When you add an integer to a pointer, the number of bytes the pointer is moved is determined by the type of the object pointer to by the pointer. In case the pointer points to char, adding N advances the pointer by N bytes. In case the pointer points to an array of five chars, adding N advances the pointer by 5*N bytes.
That's precisely the difference that you are getting: your first example advances the pointer to the element one past the end of the array (which is legal), and then move it back to the last element. Your second example, on the other hand, advances the pointer to the second element, and then moves it back to point to the initial element of the array.

What you are running into is a subtlety of pointer arithmetic.
The compiler treats "a" as a pointer to char - an entity that is 1 byte in size. Adding 1 to this yields a pointer that is incremented by the size of the entity (i.e. 1).

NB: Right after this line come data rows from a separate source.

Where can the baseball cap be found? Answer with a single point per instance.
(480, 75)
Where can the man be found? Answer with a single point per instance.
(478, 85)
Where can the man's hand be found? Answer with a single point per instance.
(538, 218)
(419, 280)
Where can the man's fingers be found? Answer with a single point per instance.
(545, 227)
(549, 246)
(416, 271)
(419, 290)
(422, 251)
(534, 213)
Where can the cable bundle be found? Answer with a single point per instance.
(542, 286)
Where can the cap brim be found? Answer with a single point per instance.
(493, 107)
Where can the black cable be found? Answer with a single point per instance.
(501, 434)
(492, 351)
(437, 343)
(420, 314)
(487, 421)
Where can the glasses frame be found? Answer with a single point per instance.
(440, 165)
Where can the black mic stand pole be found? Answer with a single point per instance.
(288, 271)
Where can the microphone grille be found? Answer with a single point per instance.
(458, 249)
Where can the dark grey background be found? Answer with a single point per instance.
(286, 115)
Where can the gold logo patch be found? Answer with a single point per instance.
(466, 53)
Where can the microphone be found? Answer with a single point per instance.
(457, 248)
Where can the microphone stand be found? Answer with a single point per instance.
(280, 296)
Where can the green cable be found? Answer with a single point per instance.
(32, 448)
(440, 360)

The compiler treats "&a" as a pointer to an array of chars - an entity that is 5 bytes in size. Adding 1 to this yields a pointer that is incremented by the size of the entity (i.e. 5).
This is how pointer arithmetic works. Adding one to a pointer increments it by the size of the type that it is a pointer to.
The funny thing, of course, is that when it comes to evaluating the value of "a" or "&a", when dereferencing, they both evaluate to the same address. Which is why you see the values that you do.

Arrays "decay" into pointers to the first element. So taking the address of a gives you a pointer to an array of 5 chars, which is like declaring a char[][5]. And incrementing this pointer advances to the next element of the char[][5] array - that is 5 characters at a time. This is different from incrementing the pointer that decays from the char[5] array - that is, one character at a time.